The Welsh chief vet has issued a plea to the public to think twice before setting off sky lanterns.
Christianne Glossop said the lanterns, which are constructed from paper, a wire or wooden frame and a lighted candle, were a fire risk and a danger to animals.
“The release of sky lanterns is still quite a common sight in many parts of Wales, however, I am keen to remind people of the hidden dangers of these devices,” Dr Glossop said.
“Lanterns can and do pose a serious danger to livestock, other animals and buildings. Indeed a recent independent report found that the fire risk associated with the use of sky lanterns – to agricultural crops, buildings and moorland – is significant.”

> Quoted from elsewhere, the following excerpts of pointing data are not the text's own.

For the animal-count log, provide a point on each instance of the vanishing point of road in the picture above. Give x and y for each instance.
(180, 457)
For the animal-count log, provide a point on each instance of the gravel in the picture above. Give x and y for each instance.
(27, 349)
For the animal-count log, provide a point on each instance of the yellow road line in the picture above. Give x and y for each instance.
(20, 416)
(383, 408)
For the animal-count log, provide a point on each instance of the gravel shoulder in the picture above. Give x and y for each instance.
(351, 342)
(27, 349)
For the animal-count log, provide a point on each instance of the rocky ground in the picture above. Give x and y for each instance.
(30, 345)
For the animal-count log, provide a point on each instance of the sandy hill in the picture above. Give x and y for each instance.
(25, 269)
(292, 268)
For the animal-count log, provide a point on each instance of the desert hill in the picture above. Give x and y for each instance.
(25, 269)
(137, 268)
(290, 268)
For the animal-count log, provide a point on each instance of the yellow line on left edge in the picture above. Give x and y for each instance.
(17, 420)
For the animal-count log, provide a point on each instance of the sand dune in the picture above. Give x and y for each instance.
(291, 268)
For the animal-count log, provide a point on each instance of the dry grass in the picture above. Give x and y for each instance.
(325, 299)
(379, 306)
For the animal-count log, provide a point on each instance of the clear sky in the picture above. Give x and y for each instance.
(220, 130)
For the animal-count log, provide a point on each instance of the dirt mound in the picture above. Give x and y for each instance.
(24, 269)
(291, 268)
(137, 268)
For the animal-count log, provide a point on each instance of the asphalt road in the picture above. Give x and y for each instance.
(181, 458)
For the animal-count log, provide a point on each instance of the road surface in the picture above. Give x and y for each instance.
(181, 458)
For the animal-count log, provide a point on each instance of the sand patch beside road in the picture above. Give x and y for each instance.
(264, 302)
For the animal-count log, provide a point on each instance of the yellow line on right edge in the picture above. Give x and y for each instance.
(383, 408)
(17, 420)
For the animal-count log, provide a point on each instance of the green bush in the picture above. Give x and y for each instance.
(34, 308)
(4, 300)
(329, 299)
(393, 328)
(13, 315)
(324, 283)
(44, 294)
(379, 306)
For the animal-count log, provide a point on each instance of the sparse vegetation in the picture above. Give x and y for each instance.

She also emphasised the danger to animals.
“We know that ingestion of debris from lanterns can and has, caused penetration of an animal’s digestive tract leading to peritonitis, heart problems and in some cases death,” said Dr Glossop.
“We know that ingestion of debris from lanterns can and has, caused penetration of an animal’s digestive tract leading to peritonitis, heart problems and in some cases death.”
Christianne Glossop, Wales’ chief vet
“I would therefore urge people to think twice before releasing lanterns and to carefully assess the impact that the lantern could have on the area surrounding its release,” she added.
A Welsh Assembly Government spokeswoman said that two Welsh local authorities had already implemented a ban on the release of sky lanterns on council-owned land.
“This has had a positive impact in terms of preventing large-scale releases and in raising public awareness locally,” the spokeswoman said.
Last month Welsh farm minister Alun Davies said he would encourage other local authorities to follow the approach and would also raise the issue with charitable organisations to ensure that they considered the wider impacts of releasing balloons or sky lanterns at their events.